Cela faisait onze ans que Brigitte Bardot n’avait pas accordé d’interview filmée. À 90 ans, l’ex-actrice, retirée du monde du cinéma depuis plus d’un demi-siècle, a choisi BFMTV pour sortir de son silence. Pendant 47 minutes, elle a répondu aux questions de Steven Bellery, chef du service culture de la chaîne, dans un entretien aux allures de confession publique. Toujours cash, toujours à contre-courant, Bardot n’a rien perdu de sa verve.

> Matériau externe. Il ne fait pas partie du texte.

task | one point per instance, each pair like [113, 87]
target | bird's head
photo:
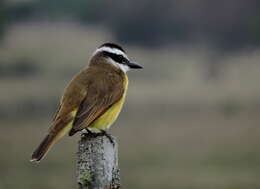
[114, 55]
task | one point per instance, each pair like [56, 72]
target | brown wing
[102, 93]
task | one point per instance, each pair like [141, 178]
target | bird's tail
[44, 147]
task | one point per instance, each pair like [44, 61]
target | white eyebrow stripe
[111, 50]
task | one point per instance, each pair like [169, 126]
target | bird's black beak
[134, 65]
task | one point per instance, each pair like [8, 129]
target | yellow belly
[110, 116]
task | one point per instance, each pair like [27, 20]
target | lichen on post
[97, 163]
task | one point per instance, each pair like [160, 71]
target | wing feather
[101, 95]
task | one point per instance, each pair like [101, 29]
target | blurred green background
[191, 120]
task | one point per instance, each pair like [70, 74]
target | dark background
[191, 120]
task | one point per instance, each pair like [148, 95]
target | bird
[93, 98]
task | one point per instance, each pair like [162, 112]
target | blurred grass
[178, 129]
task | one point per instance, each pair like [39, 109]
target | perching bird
[94, 97]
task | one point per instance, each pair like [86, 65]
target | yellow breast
[110, 116]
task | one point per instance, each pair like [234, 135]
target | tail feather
[43, 148]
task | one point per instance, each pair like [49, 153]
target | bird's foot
[104, 133]
[89, 133]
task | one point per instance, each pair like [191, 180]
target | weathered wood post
[97, 163]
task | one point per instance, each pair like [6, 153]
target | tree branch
[97, 163]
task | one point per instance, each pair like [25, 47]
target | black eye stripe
[117, 58]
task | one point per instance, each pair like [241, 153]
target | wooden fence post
[97, 163]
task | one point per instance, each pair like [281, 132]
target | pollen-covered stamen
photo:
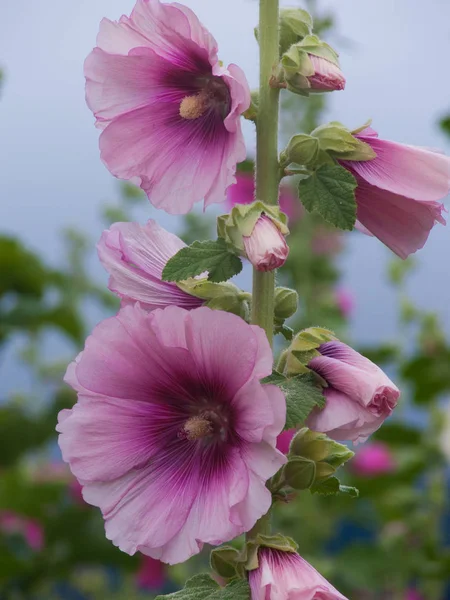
[196, 428]
[192, 107]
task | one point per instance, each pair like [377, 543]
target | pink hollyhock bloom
[345, 301]
[398, 192]
[284, 440]
[328, 77]
[173, 435]
[359, 395]
[151, 574]
[30, 529]
[170, 113]
[266, 247]
[243, 192]
[135, 257]
[287, 576]
[373, 459]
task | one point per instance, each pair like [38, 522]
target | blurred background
[56, 197]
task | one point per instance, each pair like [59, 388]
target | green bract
[242, 220]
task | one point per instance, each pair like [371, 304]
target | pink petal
[405, 170]
[402, 224]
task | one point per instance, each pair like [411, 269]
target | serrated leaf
[331, 487]
[330, 191]
[211, 256]
[301, 393]
[203, 587]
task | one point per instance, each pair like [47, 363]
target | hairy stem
[267, 173]
[267, 167]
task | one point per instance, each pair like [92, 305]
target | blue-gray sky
[393, 55]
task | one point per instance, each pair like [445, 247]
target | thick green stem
[267, 167]
[267, 173]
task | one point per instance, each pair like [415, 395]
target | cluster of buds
[307, 63]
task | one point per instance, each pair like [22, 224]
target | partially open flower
[327, 77]
[170, 113]
[173, 435]
[266, 247]
[135, 256]
[287, 576]
[398, 192]
[359, 395]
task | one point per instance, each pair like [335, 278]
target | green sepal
[242, 220]
[225, 561]
[219, 296]
[341, 143]
[295, 24]
[286, 303]
[299, 473]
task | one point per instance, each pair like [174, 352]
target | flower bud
[266, 246]
[286, 301]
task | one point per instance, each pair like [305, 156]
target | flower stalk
[267, 167]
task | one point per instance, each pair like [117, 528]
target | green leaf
[211, 256]
[301, 393]
[330, 191]
[202, 587]
[331, 487]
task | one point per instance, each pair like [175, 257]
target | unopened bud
[286, 301]
[266, 246]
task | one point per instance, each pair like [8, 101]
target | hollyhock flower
[30, 529]
[266, 247]
[135, 257]
[373, 459]
[173, 435]
[398, 192]
[287, 576]
[151, 574]
[243, 192]
[170, 113]
[327, 77]
[284, 440]
[359, 395]
[345, 301]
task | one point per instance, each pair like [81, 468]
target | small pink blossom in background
[284, 440]
[173, 435]
[151, 574]
[168, 111]
[345, 301]
[266, 247]
[373, 459]
[398, 192]
[30, 529]
[359, 396]
[328, 77]
[135, 256]
[243, 192]
[287, 576]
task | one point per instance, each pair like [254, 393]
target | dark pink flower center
[382, 403]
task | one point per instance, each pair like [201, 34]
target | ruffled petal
[404, 170]
[402, 224]
[135, 257]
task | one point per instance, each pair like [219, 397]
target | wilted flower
[266, 247]
[287, 576]
[359, 395]
[243, 192]
[170, 113]
[373, 459]
[173, 435]
[398, 192]
[327, 77]
[135, 257]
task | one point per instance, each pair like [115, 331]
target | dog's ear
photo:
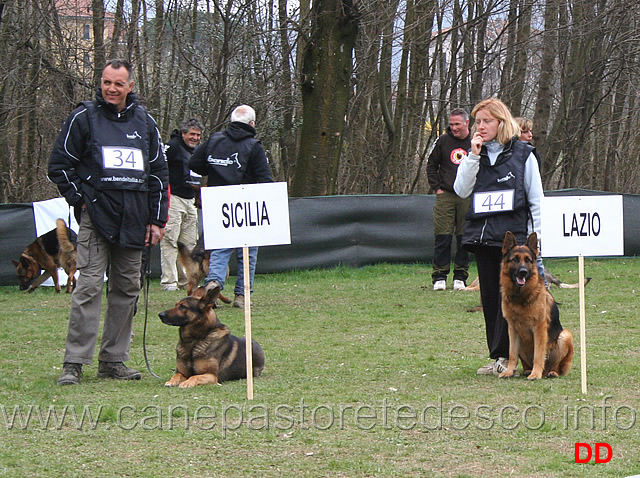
[532, 243]
[509, 242]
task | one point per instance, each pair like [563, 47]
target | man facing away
[182, 225]
[108, 163]
[230, 157]
[450, 209]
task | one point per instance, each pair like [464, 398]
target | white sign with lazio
[245, 215]
[582, 226]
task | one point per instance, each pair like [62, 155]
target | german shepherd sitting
[54, 249]
[195, 264]
[207, 353]
[535, 333]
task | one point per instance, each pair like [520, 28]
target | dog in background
[535, 333]
[195, 264]
[207, 353]
[50, 251]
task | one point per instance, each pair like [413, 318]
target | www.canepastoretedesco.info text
[603, 415]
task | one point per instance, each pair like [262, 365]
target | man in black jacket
[449, 211]
[232, 157]
[108, 163]
[182, 225]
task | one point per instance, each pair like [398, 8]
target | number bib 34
[115, 157]
[493, 201]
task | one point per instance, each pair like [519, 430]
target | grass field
[369, 373]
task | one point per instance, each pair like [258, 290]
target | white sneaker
[500, 365]
[496, 367]
[440, 285]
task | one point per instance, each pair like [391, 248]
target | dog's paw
[175, 381]
[188, 383]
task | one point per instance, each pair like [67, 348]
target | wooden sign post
[248, 215]
[582, 226]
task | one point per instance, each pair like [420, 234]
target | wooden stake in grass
[583, 331]
[247, 321]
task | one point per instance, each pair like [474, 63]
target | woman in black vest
[501, 174]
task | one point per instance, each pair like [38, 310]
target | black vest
[120, 150]
[499, 201]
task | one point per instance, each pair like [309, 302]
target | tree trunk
[326, 89]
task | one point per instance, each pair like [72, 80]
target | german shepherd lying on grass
[54, 249]
[535, 333]
[207, 353]
[195, 264]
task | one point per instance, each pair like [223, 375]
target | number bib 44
[494, 201]
[115, 157]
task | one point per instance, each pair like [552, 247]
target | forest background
[350, 94]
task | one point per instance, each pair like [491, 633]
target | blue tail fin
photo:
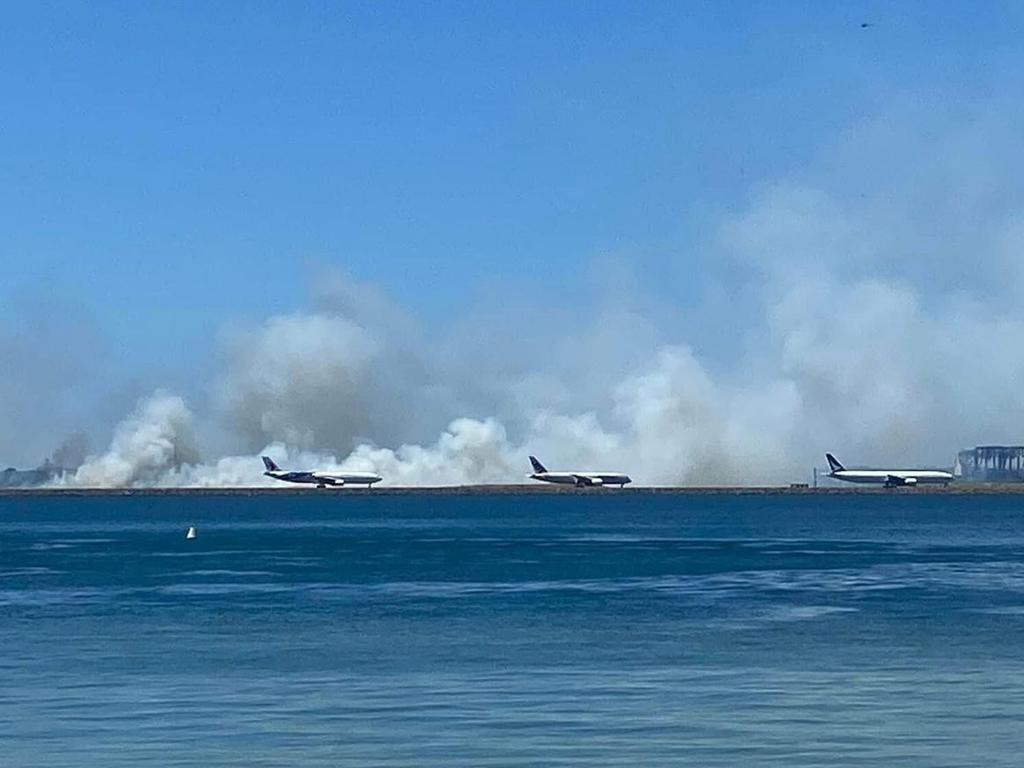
[834, 464]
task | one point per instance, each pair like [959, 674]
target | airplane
[320, 479]
[888, 477]
[580, 479]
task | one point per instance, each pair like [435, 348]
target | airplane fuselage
[323, 479]
[583, 479]
[893, 477]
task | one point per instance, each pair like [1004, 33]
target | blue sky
[170, 167]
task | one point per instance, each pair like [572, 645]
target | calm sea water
[511, 631]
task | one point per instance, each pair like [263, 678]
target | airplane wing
[328, 479]
[898, 480]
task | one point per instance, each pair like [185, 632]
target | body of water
[584, 630]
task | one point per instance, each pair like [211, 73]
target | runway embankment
[682, 491]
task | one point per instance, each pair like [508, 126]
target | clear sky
[170, 167]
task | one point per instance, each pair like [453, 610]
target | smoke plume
[868, 308]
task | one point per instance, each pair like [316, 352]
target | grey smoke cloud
[872, 311]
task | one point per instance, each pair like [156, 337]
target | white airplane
[320, 479]
[580, 479]
[888, 477]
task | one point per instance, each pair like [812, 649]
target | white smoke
[881, 322]
[154, 440]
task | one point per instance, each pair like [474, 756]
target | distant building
[991, 464]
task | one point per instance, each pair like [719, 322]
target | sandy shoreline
[952, 489]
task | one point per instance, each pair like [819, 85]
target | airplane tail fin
[834, 464]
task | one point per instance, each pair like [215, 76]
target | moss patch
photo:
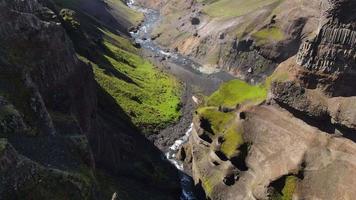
[289, 187]
[216, 119]
[268, 35]
[232, 141]
[150, 97]
[235, 8]
[3, 145]
[236, 92]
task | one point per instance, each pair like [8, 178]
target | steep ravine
[171, 139]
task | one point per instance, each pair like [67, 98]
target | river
[191, 74]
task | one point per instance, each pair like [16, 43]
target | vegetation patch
[217, 119]
[267, 35]
[150, 97]
[236, 92]
[3, 145]
[235, 8]
[289, 184]
[232, 141]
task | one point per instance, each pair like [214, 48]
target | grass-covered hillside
[149, 97]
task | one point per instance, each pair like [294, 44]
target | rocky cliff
[247, 39]
[300, 142]
[63, 136]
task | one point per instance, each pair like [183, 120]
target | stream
[190, 73]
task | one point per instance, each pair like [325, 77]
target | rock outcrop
[330, 56]
[300, 143]
[65, 136]
[249, 42]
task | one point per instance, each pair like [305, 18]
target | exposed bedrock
[279, 147]
[61, 127]
[330, 57]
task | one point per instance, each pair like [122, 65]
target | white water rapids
[151, 18]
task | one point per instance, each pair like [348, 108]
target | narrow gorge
[177, 99]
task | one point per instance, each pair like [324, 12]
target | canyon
[177, 99]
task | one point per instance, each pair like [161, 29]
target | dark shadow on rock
[120, 148]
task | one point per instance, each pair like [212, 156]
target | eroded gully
[189, 72]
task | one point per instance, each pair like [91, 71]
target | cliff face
[330, 55]
[246, 39]
[300, 143]
[62, 135]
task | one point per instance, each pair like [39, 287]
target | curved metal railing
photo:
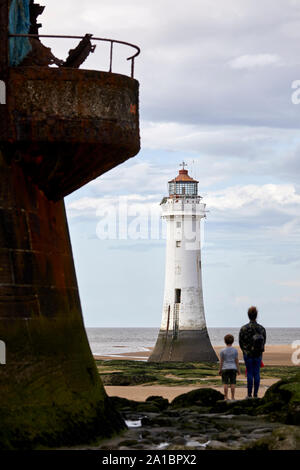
[92, 38]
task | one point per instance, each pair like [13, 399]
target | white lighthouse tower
[183, 334]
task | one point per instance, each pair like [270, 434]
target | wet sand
[274, 355]
[141, 392]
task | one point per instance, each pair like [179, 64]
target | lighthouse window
[177, 296]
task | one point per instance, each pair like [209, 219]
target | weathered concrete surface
[65, 127]
[189, 346]
[50, 392]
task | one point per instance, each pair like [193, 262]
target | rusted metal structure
[60, 127]
[183, 335]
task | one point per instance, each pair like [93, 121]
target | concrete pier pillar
[50, 391]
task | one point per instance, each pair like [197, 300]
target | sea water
[107, 341]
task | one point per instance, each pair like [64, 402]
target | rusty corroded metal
[68, 126]
[59, 129]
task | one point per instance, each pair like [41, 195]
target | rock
[282, 438]
[160, 402]
[217, 445]
[122, 404]
[178, 441]
[146, 421]
[237, 407]
[163, 422]
[147, 407]
[128, 442]
[201, 397]
[282, 401]
[119, 378]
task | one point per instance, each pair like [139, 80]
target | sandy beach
[275, 355]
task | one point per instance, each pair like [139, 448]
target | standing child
[229, 366]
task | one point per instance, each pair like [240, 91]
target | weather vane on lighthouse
[183, 334]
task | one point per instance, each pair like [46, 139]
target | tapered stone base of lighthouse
[183, 334]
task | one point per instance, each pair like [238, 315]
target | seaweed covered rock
[118, 378]
[122, 404]
[248, 407]
[282, 401]
[200, 397]
[160, 402]
[283, 438]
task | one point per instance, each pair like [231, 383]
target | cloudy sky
[215, 90]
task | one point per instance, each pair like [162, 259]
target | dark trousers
[253, 373]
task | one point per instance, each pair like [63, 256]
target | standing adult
[252, 340]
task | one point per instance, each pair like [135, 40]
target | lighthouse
[183, 334]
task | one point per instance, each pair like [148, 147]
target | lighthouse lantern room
[183, 334]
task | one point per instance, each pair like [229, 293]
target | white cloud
[290, 283]
[254, 197]
[249, 61]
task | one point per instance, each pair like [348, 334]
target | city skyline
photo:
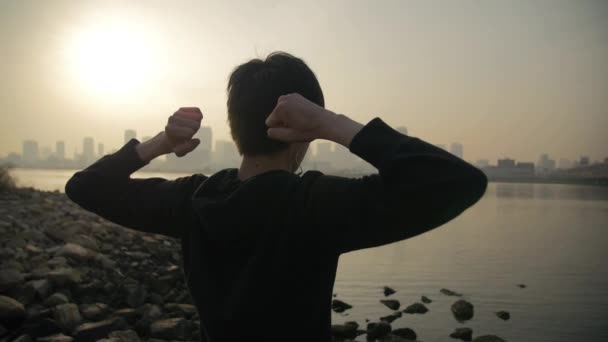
[321, 151]
[512, 78]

“Le féminisme ? Ce n’est pas mon truc”
Interrogée sur son statut de symbole de l’émancipation féminine, Brigitte Bardot a immédiatement pris ses distances avec le mouvement féministe. « Le féminisme, ce n’est pas mon truc. Moi, j’aime bien les mecs », a-t-elle affirmé, déclenchant une réaction immédiate de son interlocuteur. Steven Bellery a alors souligné qu’on peut très bien “aimer les hommes et être féministe”, mais la star refuse toute récupération idéologique de son image.
Une prise de position polémique

La discussion a ensuite pris une tournure délicate lorsque Brigitte Bardot a évoqué les cas de Nicolas Bedos et Gérard Depardieu, tous deux accusés ou condamnés pour des faits d’agressions sexuelles. « Regardez ce qui se passe avec eux, ce sont des gens talentueux. Il n’y en a pas 36 qui en ont autant », a-t-elle lancé. Et d’ajouter, dans un propos choc : « Ceux qui ont du talent et qui mettent la main aux fesses d’une fille sont rejetés dans le cul-de-basse-fosse. »
Le talent peut-il excuser les actes ?

Face à cette déclaration stupéfiante, Steven Bellery a tenté de recadrer l’entretien en affirmant que “le talent n’excuse pas tout”. Mais Brigitte Bardot n’en démord pas. Pour elle, les artistes concernés, aussi fautifs soient-ils, devraient avoir le droit de continuer à vivre. « On pourrait au moins les laisser vivre… Ils ne peuvent plus vivre », a-t-elle répété. Une défense jugée déplacée par certains, voire dangereuse dans le contexte actuel.
Un discours à rebours des combats contemporains
Dans ses propos, Brigitte Bardot semble opposer la notion de “génie artistique” à celle de responsabilité individuelle. Selon elle, les conséquences professionnelles vécues par Depardieu ou Bedos seraient disproportionnées face à leur talent. « Après ce qui leur est arrivé, ils ne vont pas trouver beaucoup de travail », regrette-t-elle. Une vision qui entre en collision frontale avec les valeurs portées par les mouvements #MeToo et les appels à la justice pour les victimes.